Sandy is an impressive woman, with a calm and nurturing vibe about her, incredibly talented and intelligent, as well as intuitive. She immediately made me feel at home in her second home of the studio. I still remember that first class with her. It was mixed level, and I had never experienced meditation quite like it. It was a guided meditation for a “safe place”, to imagine the coming spring and a place that made you feel at home. Naturally, homesick as I was, I thought of the roses my Oma plants, the sounds of water rippling in the lake, and the tractors roar as my Opa mowed the lawn.
Never before had I been so deep in a meditation that I could taste the grass. Sandy assisted, which was a new experience for me as many teacher’s do not do that, and during meditation came with essential oil and touched the temples. I know the movements, even utilize it when I teach, but she unlocked this sensation of “something” and I cried. Of course, I hugged her and immediately asked about training with her. I was hooked.
I quickly learned the traditional path of yoga through Sandy. I’m talking true yoga, not exercise. The focus was on the history of yoga, its development, the language, the eight limbs. It was an awakening of my mind and soul. When I taught a class and saw the relief and peace on the faces of my students, the intrigue and “light” turn on, I knew that this was something I could do not just for myself, but to heal others. I learned that it was important to bring unity to others through mediation, through yoga, through simply and softly asking the right questions. I taught for a year in upstate New York before moving to Ohio, and I loved it.

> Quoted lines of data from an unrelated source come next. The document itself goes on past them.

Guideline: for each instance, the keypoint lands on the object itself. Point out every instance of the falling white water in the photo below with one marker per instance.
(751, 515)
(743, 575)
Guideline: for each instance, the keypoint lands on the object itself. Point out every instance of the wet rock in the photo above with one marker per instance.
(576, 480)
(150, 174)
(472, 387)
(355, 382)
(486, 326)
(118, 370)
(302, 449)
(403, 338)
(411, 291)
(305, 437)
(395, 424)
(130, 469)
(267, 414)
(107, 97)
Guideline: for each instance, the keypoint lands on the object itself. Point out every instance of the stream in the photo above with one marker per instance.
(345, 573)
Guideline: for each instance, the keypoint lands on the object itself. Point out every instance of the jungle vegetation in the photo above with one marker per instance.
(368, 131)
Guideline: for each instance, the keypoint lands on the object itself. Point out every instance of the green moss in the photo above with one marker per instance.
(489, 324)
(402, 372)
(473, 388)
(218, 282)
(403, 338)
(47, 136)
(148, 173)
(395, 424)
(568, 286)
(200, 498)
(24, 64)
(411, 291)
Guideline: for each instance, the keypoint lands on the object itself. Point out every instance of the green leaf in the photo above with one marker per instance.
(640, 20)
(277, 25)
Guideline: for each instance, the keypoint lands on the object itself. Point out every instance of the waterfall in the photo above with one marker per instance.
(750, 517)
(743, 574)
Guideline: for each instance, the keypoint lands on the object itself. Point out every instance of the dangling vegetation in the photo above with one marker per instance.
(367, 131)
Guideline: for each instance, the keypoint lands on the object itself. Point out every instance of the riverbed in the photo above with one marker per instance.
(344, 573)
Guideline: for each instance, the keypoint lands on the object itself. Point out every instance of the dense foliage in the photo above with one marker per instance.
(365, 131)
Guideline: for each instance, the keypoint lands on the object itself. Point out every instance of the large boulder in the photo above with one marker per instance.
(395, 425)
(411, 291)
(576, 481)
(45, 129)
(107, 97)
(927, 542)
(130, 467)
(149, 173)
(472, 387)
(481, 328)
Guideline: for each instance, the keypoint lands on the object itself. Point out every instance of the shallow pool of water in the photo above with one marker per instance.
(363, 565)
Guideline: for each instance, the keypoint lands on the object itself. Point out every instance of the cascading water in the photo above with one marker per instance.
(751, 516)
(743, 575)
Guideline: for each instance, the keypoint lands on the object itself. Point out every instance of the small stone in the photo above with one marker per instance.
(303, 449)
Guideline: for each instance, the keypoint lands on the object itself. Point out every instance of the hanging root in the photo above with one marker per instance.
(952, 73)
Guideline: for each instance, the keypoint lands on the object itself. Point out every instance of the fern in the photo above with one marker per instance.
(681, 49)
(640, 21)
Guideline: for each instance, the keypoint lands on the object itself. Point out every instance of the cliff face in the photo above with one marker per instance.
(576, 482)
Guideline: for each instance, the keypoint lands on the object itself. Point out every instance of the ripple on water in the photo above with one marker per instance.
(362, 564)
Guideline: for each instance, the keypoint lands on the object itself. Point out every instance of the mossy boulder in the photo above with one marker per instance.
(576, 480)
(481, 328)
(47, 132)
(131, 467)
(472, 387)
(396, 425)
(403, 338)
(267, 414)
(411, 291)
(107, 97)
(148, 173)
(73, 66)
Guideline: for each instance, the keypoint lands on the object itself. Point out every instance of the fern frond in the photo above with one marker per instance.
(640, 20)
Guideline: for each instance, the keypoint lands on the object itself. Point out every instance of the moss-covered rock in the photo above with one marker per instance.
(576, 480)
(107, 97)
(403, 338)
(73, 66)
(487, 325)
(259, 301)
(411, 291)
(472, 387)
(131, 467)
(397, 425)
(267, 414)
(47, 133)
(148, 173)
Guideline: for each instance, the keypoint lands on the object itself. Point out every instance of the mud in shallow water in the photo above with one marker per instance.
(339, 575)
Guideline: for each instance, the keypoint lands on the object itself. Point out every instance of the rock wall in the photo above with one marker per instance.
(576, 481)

Maybe I am still stuck in New York, maybe I haven’t found the right studio just yet, or the right place, but I haven’t found that in Ohio. I’ve found some yogi’s who are almost like what I found in that small farm town, and maybe it will take them aging and growing in wisdom before I find it. One thing I didn’t think I would do when I moved to Ohio was to quit. I taught for a year on and off privately, and a month in a studio. I hated it. Whether it was the students who were only interested in it for the physical benefits and constantly talked during class, or the “Yogis” who fancied themselves enlightened while drinking their teas, or those who thought the dirtier you were the more yogic you were…none of it struck home. It came away lacking, dull, and frankly very inauthentic of what yoga is. After teaching a class I found myself frustrated, thinking of ways to reach people.

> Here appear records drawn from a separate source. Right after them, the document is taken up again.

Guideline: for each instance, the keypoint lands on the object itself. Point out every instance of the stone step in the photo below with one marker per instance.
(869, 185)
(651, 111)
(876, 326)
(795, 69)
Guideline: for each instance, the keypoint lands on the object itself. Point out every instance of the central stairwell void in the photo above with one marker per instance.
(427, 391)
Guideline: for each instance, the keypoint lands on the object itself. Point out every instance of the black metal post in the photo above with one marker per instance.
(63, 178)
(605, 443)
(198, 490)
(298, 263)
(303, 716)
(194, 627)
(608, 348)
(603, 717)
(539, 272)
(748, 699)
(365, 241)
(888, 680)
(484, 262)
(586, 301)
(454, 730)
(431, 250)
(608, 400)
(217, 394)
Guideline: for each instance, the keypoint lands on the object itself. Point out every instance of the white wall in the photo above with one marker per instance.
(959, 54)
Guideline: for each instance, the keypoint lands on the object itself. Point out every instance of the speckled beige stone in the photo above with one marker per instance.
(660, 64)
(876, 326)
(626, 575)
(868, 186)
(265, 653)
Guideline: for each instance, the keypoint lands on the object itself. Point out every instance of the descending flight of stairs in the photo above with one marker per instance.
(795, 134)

That’s not yoga. Acro-yoga is not yoga. Yoga is not for losing weight. Yoga is not like Pilates. Yoga is not showing up to class as one student put it, “cute as fuck”, and marginalizing other students because they “are too fat”. It isn’t about looking cute, or fit, or being in a click. So why, after everything yoga teaches, is this happening? Why do these students refuse to see the truth of yoga? Are they that blind to their own truths?
So I quit. I wont teach. I wont lecture. I wont preach. Maybe one day I will teach again. Maybe the passion and love I found, the peace, will return when teaching a class. I don’t know when, and it might not ever happen, but for now, Ohio, I quit.